Page 9 - Bylaws
P. 9
Render to the president and directors, whenever requested, an account of any or all of his
or her transactions as treasurer and of the financial condition of the corporation.
Prepare, or cause to be prepared, and certify, or cause to be certified, the financial
statements to be included in any required reports.
In general, perform all duties incident to the office of treasurer and such other duties as
may be required by law, by the articles of incorporation of the corporation, or by these
bylaws, or which may be assigned to him or her from time to time by the board of
directors.
Section 10. Compensation
The salaries of the officers, if any, shall be fixed from time to time by resolution of the
board of directors. In all cases, any salaries received by officers of this corporation shall
be reasonable and given in return for services actually rendered to or for the corporation.

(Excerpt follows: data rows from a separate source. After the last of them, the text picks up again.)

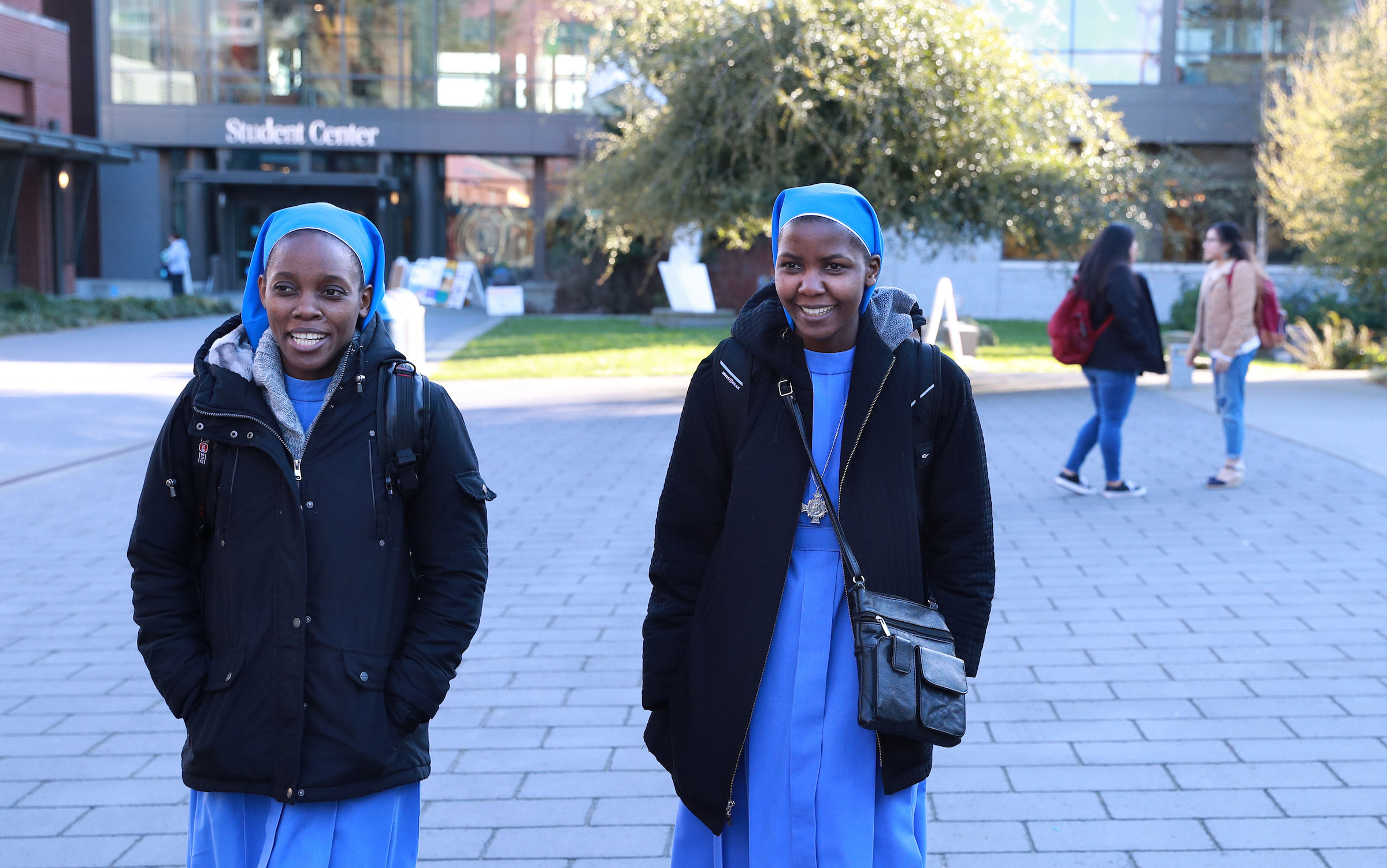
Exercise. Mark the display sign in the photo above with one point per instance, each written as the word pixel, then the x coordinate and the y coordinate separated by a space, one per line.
pixel 316 132
pixel 505 301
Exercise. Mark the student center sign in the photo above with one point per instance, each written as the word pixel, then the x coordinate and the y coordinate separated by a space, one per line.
pixel 286 135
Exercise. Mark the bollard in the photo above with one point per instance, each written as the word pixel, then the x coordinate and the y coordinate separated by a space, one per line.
pixel 1182 376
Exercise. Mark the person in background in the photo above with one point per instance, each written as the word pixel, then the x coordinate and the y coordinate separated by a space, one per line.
pixel 300 612
pixel 1124 350
pixel 175 258
pixel 1226 329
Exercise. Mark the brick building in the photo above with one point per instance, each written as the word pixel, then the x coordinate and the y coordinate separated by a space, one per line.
pixel 46 171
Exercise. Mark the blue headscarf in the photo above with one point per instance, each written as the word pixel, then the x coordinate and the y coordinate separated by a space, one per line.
pixel 353 229
pixel 838 203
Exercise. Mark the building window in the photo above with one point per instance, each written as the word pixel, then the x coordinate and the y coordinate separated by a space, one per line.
pixel 472 54
pixel 1219 42
pixel 1104 42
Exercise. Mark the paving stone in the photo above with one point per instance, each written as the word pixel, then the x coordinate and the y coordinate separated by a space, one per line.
pixel 1118 835
pixel 1292 832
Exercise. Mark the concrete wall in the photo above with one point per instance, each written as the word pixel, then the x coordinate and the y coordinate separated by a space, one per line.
pixel 989 287
pixel 129 207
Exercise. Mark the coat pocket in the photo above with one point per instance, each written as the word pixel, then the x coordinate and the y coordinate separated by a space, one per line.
pixel 366 670
pixel 475 487
pixel 222 670
pixel 942 689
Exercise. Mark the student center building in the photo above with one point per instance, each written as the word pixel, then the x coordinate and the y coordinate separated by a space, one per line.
pixel 454 123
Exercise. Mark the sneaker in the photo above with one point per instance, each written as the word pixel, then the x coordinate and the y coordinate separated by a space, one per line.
pixel 1073 481
pixel 1228 476
pixel 1124 490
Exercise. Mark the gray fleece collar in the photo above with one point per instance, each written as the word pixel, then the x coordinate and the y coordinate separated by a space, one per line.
pixel 265 369
pixel 889 313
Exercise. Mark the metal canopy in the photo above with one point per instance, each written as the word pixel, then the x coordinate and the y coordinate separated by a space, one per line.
pixel 50 143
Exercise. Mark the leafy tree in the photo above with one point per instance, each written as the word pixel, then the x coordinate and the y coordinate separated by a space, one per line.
pixel 926 106
pixel 1325 165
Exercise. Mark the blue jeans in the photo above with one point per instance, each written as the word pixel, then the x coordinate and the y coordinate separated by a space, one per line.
pixel 1229 389
pixel 1113 393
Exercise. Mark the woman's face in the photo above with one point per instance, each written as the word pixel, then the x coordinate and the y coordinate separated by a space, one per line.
pixel 820 278
pixel 1214 247
pixel 314 296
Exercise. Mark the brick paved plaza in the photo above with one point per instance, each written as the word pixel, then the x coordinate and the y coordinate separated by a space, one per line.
pixel 1192 680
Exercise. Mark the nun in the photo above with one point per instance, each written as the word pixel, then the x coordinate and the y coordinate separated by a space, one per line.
pixel 296 609
pixel 750 672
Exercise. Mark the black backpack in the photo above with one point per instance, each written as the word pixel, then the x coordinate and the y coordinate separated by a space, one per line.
pixel 404 411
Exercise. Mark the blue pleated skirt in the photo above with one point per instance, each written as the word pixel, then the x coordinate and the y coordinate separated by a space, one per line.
pixel 808 792
pixel 240 831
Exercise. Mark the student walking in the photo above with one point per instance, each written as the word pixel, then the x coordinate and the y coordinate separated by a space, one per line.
pixel 750 667
pixel 175 258
pixel 1128 343
pixel 1226 329
pixel 304 596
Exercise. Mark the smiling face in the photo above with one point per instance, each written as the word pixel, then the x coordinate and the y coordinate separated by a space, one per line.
pixel 314 297
pixel 1214 246
pixel 822 272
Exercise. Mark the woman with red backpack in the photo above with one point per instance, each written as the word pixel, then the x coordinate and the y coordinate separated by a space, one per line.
pixel 1127 342
pixel 1226 329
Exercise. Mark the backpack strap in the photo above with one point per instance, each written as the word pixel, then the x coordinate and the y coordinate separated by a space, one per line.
pixel 734 394
pixel 406 411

All officer salaries shall be approved in advance in accordance with this corporation’s
conflict of interest policy, as set forth in Article 9 of these bylaws.
Article 5
Committees
Section 1. Executive Committee
The board of directors may, by a majority vote of its members, designate an Executive
Committee consisting of 2 board members and may delegate to such committee the
powers and authority of the board in the management of the business and affairs of the
corporation, to the extent permitted, and, except as may otherwise be provided, by
provisions of law.
By a majority vote of its members, the board may at any time revoke or modify any or all
of the executive committee authority so delegated, increase or decrease but not below two
(2) the number of the members of the executive committee, and fill vacancies on the
executive committee from the members of the board. The executive committee shall keep
regular minutes of its proceedings, cause them to be filed with the corporate records, and
report the same to the board from time to time as the board may require.
Section 2. Other Committees
The corporation shall have such other committees as may from time to time be designated
by resolution of the board of directors. These committees may consist of persons who are
not also members of the board and shall act in an advisory capacity to the board.